Survivin belongs to this class of drug targets. They are obviously promising, but it is difficult to derive inhibitory compounds against these targets. Survivin is an essential component of multiple functional protein complexes in cancer cells. It serves in collaboration with other proteins in, for example, cell division, the regulation of apoptosis, and cell motility. Since no small molecular-weight ligands for survivin are known that could be used as lead compounds, indirect strategies have been pursued. Insights into the complex regulation of its expression, on the transcriptional and post-transcriptional level, the secondary modifications governing its subcellular location, protein interactions and immunogenic properties have been considered and exploited as targets. The inhibition of signaling pathways, transcription factors or protein modifying enzymes, however, invariably has pleiotropic effects. The side effects of such therapeutic agents are difficult or impossible to predict. The use of drugs with a defined target specificity, acting exclusively on the level of the survivin protein, is therefore preferable. Specific peptide ligands, able to recognize and suppress the functions of crucial interaction surfaces of survivin, could pave the way. One such peptide has been derived and shown to be able to inhibit survivin function and induce cancer cell death. However, similar to other biological macromolecules with intracellular sites of action, these peptides are suboptimal compounds when they are delivered systemically. The technology to turn such peptide ligands into useful drugs is being developed. They involve sequential screening procedures: first the identification of an inhibitory peptide ligand, and subsequently the conversion of such a peptide into a functionally equivalent small molecular-weight compound. These strategies could result in a large extension of new drug targets and, more importantly, in a plethora of beneficial drugs.

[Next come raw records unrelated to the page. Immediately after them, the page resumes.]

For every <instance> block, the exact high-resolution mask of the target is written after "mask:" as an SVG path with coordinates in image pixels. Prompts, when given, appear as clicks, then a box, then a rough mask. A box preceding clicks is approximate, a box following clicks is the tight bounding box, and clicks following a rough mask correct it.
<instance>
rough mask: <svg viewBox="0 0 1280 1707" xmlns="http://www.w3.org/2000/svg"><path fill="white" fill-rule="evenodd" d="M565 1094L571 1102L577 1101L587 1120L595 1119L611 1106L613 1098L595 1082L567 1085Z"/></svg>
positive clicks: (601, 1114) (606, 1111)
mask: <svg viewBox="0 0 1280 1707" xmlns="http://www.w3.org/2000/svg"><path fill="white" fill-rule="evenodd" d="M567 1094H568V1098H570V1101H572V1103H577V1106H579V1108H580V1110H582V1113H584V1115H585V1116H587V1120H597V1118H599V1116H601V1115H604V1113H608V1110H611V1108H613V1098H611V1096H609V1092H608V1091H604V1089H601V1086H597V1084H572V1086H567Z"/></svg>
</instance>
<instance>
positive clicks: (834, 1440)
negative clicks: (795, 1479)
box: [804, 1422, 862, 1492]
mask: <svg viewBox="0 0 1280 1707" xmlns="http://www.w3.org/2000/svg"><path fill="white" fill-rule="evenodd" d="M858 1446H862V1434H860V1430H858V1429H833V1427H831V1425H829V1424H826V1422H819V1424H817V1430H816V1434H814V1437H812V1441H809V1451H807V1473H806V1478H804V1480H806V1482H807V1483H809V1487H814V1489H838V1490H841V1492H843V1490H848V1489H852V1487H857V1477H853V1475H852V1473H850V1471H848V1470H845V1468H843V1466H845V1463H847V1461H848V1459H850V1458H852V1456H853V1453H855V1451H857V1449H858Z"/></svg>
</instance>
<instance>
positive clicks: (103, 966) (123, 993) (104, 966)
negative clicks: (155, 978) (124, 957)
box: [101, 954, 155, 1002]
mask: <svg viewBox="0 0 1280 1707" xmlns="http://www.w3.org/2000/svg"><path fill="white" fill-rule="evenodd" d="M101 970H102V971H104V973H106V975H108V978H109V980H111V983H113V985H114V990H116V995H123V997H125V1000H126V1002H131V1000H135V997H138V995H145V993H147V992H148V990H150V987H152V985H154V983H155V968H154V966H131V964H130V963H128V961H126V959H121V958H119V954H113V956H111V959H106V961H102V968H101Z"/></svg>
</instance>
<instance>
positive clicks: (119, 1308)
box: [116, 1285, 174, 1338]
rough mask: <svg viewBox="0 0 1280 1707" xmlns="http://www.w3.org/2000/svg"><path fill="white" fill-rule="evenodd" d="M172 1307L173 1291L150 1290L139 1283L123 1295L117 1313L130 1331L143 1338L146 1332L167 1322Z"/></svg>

Constitutively activated signaling molecules have been identified as drivers of cellular transformation and are the favorite targets for therapeutics [69]. However, the inhibition of such molecules is often counterbalanced by pathway interconnections which result in adaptive resistance and limited therapeutic responses [109, 110]. The identification and inhibition of targets that are unable to elicit adaptive responses seems crucial to achieve durable clinical benefits. Survivin might well belong in this category.

Conclusions

Survivin is distinguished by several functional properties which are desirable for promising cancer drug targets. Its expression occurs preferentially in cancer cells, but is hardly detectable in normal tissues. It assumes functions in different subcellular compartments and participates in the control of cell division, apoptosis, the cellular stress response, the regulation of cell migration, and metastasis formation. Survivin expression serves as a biomarker, high expression indicates an unfavorable prognosis and resistance to chemotherapeutic agents and radiation treatment. Despite these favorable properties, it has been difficult to exploit the molecule as a drug target. The structure of survivin does not reveal hydrophobic binding pockets that could serve as docking sites for low molecular-weight ligands. Several indirect approaches have been exploited to affect its function and influence the phenotype of survivin-expressing cells. Interference with the expression of the survivin gene, the utilization of its mRNA, the intracellular localization, the interaction with binding partners, the stability of the survivin protein, and the induction of survivin specific immune responses have been experimentally explored. A direct strategy to inhibit survivin has been recently pioneered, based on the identification of a specifically interacting peptide. This peptide can recognize survivin intracellularly and cause the degradation of the peptide ligand–survivin complex. Technology is being developed which utilizes the peptide ligand–survivin interaction in high-throughput screening assays and which might yield small-molecular weight, drug-like compounds with functional properties of survivin inhibitors.